Match Girls, a poem by the late Ilyse Kusnetz, opens this collection. It was included because the writing demonstrates the ways that politics and gender combine in art. As you read, make note of the layers that the author uses to show not just gender inequality, but several intersecting factors. I thank Ilyse’s husband, Brian Turner, and Truman University Press for permission to reprint this poem.

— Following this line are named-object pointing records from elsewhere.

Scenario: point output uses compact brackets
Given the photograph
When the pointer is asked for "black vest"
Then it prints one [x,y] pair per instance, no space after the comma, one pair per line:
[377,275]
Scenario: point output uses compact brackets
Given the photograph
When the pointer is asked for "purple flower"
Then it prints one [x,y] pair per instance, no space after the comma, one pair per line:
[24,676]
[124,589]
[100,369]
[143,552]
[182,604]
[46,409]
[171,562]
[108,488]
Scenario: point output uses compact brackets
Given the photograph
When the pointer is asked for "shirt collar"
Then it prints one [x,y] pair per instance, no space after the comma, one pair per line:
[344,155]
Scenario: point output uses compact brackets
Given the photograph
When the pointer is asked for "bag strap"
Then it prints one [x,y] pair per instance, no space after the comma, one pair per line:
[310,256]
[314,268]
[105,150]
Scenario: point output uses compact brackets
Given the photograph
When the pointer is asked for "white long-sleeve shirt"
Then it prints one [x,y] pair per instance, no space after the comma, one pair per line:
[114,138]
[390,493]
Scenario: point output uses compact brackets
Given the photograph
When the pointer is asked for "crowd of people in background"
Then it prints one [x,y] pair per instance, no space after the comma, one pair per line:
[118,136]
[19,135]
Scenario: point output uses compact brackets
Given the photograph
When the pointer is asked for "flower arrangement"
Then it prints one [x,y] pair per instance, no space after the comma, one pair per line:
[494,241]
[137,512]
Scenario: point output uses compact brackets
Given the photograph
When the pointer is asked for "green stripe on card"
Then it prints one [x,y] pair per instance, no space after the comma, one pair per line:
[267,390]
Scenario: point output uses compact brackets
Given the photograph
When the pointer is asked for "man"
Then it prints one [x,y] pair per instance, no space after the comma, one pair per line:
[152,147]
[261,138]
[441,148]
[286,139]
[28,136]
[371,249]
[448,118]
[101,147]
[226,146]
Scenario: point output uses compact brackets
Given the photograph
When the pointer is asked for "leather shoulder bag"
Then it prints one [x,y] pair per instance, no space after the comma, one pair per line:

In the factories of America

during the 19th century, girls

hired to make matches

would dip the match ends

into a chemical vat, then

lick the tips to make them stiff.

Phosphorous vapor

filled the air, a poison

about which no one warned them,

so when their teeth fell out,

and their jaws rotted

like bad fruit, it was too late.

It was not the first time

such things happened.

Bent at their workstations,

women in the eighteenth century

cured ladies’ hats with mercury.

Their legacy-blushing, aching limbs,

a plague of rashes, parchment-thin

pages of sloughed skin, curled

and cracked, minds deranged.

They could not know they shared a fate

with Emperor Qin Shi Huang, who

seeking eternal life, swallowed pills

laced with mercury. He built the Great Wall

and unified China, then outlawed all religions

not sanctioned by the state,

burned treatises on history, politics, and art.

Scholars who dared possess such things,

he buried alive. His body lies

in a vast mausoleum,

guarded by a terracotta army.

Of the factory girls, mouths opening

below earth, their bodies

burning like forbidden books,

we know almost nothing.

(From Small Hours, by Ilyse Kusnetz, pp. 3–4, © Truman State University Press, 2014, reprinted here with permission)

Questions for Classroom Discussion

What sections of the poem indicate that the author is connecting gender to politics?

What areas of politics are addressed?

Discuss how institutions dictate the rights of workers. What makes this political?